In the first part of his series on Modernising the Public Sector, Carlo looked at the risks of failing to modernise legacy systems which range from loss of data and outages to failures in critical sectors, such as hospitals or transportation.
The migration of legacy systems requires a well-defined strategy, and the experience of a specialised partner is essential to avoiding failure.
In this second part Carlo addresses the steps required to decouple applications sharing a common database schema
As a possible scenario: Let’s see a practical example of a database-sharing scenario:
This is the situation presented in this scenario:
- Applications 1 and 4 share the same schema, with some tables in common (see picture 1)
- Application 3 accesses directly the application 1 and 4 schema
- Application 2 access to the application 1 and 4 schema through a dblink
Let’s suppose that the DB licence is outdated and can’t be renewed.
Application 1 must be evolved and moved to the cloud as per GDS recommendations.
The motivation for the selection of a specific application to be moved to the cloud instead of one another is out of the scope of this article, but these can be some reasons:
- Application 1 is the most urgent to move to the cloud because needs to scale out in the next months exceeding the on-premise data centre capacity
- There is no budget or time to move all the applications into the cloud at the same time
The motivation for an urgent decoupling of application 1 from other applications, independently from the shift to the cloud, could be this: schema sharing is blocking strategic improvements of application 1.
The solution, step 1: separating the database schema fully shared between two applications
The first part of the job consists in separating the shared schema between applications 1 and 4.

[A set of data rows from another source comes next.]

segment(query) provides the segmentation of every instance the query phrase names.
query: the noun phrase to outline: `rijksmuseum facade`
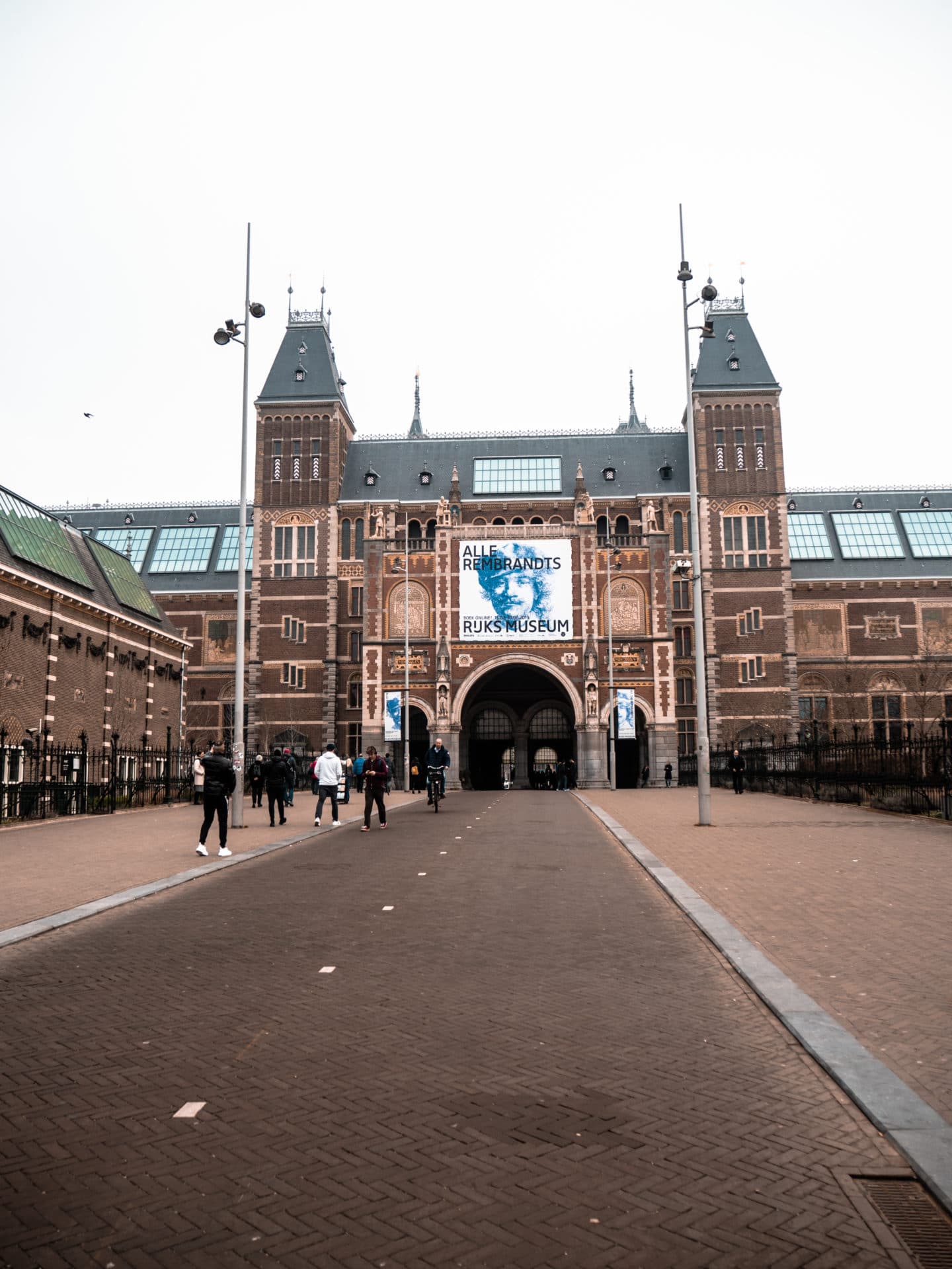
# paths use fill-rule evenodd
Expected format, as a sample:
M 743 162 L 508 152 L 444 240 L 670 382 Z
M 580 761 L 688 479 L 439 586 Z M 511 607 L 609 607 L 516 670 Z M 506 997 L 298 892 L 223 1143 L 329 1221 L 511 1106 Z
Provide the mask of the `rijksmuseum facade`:
M 781 388 L 741 299 L 715 301 L 693 374 L 699 523 L 685 420 L 439 435 L 419 404 L 364 437 L 322 312 L 291 312 L 256 401 L 248 574 L 248 744 L 437 735 L 456 780 L 517 787 L 572 756 L 607 779 L 609 607 L 616 690 L 633 706 L 618 783 L 694 749 L 691 581 L 699 536 L 712 745 L 872 735 L 952 717 L 952 494 L 790 491 Z M 407 410 L 409 412 L 409 410 Z M 452 420 L 447 420 L 452 423 Z M 581 424 L 586 426 L 581 426 Z M 237 508 L 70 508 L 124 551 L 192 643 L 185 736 L 234 723 Z M 409 576 L 405 572 L 409 563 Z M 407 640 L 409 622 L 409 640 Z

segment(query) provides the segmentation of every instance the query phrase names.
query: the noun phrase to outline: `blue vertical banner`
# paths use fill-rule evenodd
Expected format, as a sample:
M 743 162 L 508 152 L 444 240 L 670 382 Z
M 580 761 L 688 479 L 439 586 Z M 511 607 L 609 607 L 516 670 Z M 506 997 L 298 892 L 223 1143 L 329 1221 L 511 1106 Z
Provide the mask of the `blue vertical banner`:
M 404 706 L 400 692 L 383 693 L 383 739 L 402 740 Z
M 635 740 L 635 689 L 619 688 L 616 692 L 618 702 L 618 740 Z

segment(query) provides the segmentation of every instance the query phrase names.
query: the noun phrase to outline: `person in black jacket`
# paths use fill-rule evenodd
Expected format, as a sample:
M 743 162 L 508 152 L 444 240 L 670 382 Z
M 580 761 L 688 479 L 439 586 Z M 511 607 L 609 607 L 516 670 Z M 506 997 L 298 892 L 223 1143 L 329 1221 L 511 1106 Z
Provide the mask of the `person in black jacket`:
M 202 831 L 198 834 L 197 855 L 207 855 L 206 840 L 212 820 L 218 816 L 218 857 L 230 855 L 228 850 L 228 797 L 235 792 L 235 768 L 225 756 L 225 745 L 216 740 L 211 751 L 202 756 L 204 768 L 204 789 L 202 802 L 204 805 L 204 820 Z
M 264 787 L 268 791 L 268 816 L 272 821 L 272 829 L 274 827 L 274 803 L 278 803 L 278 816 L 281 824 L 284 824 L 284 793 L 287 791 L 288 783 L 293 779 L 291 774 L 291 768 L 286 763 L 281 750 L 275 747 L 272 750 L 272 756 L 264 763 L 261 768 L 264 773 Z
M 731 758 L 731 760 L 730 760 L 730 763 L 727 765 L 730 766 L 731 775 L 734 777 L 734 792 L 735 793 L 743 793 L 744 792 L 744 769 L 746 768 L 748 764 L 741 758 L 741 754 L 740 754 L 739 749 L 734 750 L 734 755 L 732 755 L 732 758 Z

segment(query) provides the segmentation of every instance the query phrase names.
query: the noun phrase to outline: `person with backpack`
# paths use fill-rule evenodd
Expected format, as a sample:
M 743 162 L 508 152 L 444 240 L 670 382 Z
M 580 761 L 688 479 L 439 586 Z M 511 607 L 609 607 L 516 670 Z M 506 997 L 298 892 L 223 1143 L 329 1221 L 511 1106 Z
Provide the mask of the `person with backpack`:
M 373 803 L 377 803 L 377 819 L 380 820 L 381 829 L 387 826 L 387 807 L 383 802 L 383 794 L 387 791 L 387 764 L 382 758 L 377 756 L 377 750 L 373 745 L 367 747 L 367 760 L 363 764 L 363 778 L 367 786 L 367 791 L 363 796 L 363 827 L 360 832 L 371 831 L 371 812 L 373 811 Z
M 261 805 L 261 793 L 264 792 L 264 759 L 260 754 L 255 754 L 251 759 L 248 777 L 251 782 L 251 810 L 254 810 Z

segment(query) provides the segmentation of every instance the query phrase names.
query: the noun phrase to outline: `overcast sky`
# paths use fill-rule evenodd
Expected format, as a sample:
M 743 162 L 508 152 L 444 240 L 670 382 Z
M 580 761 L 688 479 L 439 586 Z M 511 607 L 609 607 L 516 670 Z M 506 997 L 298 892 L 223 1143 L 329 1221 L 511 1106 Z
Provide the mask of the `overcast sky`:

Starting point: a single schema containing all the database objects from applications 1 and 4.
Objective: two separated schemas, each of them with the database objects of one of the two applications, each of them with a different database user.
The solution consists of these main steps:
- Assessment of the applications that shares the database
- Decoupling the applications
The schema in common to applications 1 and 4 must be split: one application will use the new schema, while the other application will continue to use the old schema. A new database user will be created for the new schema.
Which database objects, can we move from the original schema to the new one, being sure to not affect the application's behaviour? We are dealing with legacy applications, so no tests are available.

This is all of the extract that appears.